Monday, July 31, 2017

Hodgepodge 275/365 - Poetry (Arminé Iknadossian)

I met Arminé Iknadossian at Antioch University–Los Angeles: we were Green Macaws together in the MFA writing program. I did not get to spend much time with her because she was in the poetry thread, I was in creative nonfiction, but I always enjoyed bumping into her at lectures and readings. Her smile was rejuvenating.

She recently retired from twenty years as a teacher to work on two poetry collections; she is also a manager at Beyond Baroque Bookstore in Venice, California, and this fall will be a Writer in the Schools for Red Hen Press.

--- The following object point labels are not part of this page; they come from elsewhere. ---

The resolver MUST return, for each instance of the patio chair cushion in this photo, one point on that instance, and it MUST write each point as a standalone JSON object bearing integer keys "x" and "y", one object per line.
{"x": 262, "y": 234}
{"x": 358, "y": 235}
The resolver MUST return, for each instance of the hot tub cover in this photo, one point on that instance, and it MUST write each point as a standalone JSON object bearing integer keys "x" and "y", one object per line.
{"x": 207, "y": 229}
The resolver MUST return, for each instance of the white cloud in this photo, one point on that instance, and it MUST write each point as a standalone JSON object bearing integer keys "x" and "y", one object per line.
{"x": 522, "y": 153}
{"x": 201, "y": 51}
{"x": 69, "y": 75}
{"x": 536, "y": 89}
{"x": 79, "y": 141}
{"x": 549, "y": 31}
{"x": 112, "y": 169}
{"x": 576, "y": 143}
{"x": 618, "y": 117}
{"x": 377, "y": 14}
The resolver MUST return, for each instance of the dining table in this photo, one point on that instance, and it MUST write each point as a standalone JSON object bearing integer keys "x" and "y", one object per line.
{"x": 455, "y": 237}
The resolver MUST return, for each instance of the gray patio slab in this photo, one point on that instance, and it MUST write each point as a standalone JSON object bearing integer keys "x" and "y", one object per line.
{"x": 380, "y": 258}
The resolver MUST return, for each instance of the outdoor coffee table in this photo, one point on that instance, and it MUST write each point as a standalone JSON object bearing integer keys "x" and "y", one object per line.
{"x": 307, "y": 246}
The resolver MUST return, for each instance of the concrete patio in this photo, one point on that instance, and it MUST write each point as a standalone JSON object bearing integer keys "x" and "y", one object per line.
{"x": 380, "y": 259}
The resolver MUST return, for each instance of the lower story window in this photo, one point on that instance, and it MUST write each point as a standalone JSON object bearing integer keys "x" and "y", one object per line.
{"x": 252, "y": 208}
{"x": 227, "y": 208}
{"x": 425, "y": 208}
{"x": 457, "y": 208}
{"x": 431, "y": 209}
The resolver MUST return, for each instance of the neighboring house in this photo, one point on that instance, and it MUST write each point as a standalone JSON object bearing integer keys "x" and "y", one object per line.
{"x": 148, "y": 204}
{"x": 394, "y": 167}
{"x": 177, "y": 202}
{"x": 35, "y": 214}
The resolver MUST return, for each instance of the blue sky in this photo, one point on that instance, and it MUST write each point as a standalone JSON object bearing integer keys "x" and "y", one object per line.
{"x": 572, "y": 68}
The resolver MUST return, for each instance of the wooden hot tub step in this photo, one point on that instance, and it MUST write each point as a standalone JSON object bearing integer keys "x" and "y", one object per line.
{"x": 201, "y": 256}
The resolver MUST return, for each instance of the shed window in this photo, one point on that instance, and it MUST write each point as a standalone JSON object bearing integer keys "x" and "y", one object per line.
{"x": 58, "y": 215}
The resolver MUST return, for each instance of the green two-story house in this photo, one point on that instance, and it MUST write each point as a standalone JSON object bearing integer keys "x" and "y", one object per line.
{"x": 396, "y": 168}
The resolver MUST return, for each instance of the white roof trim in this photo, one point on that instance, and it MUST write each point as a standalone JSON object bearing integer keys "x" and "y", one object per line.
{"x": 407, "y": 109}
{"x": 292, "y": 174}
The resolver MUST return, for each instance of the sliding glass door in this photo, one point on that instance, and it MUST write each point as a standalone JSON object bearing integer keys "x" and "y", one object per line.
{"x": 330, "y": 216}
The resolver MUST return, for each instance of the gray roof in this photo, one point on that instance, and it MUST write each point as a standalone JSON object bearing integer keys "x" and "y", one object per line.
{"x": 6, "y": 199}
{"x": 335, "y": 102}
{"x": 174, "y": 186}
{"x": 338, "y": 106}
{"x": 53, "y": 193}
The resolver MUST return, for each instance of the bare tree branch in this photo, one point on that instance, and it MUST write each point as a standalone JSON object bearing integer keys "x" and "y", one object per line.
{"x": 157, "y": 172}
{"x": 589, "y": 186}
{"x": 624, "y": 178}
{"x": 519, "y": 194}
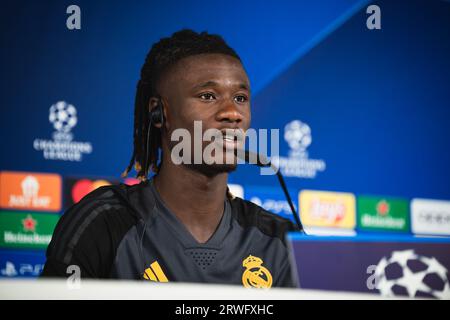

I pulled this poem (from her chapbook United States of Love) from the San Diego Reader (7/12/17). It speaks to me for being about geography, but also for its sensuousness.

California Love Poem 

The sun has an orgasm across the valley
as Pasadena opens up in front of me,
the Suicide Bridge pushing an arm out
of green sleeves, orange blossoms keening
after a mid-spring heatwave,
the Rose Bowl yawning in a ravine.

It is not enough to love the one you love,
to drive towards the ocean just to fall
into bed with them, then return home
alone, drowsy from no sleep and sex in a strange bed.
You want to keep driving East towards
black rocks and tarantulas of Nevada

or South towards the unilateral mirage of water
where the Salton Sea groans in her deadwood hammock.
On a map, California looks like she’s hugging the continent
and Nevada is leaning in for a deep kiss.
She is tentative, he is a sharp-tongued,
diamond-studded menace, kissing her
and at the same time, pushing her into the ocean.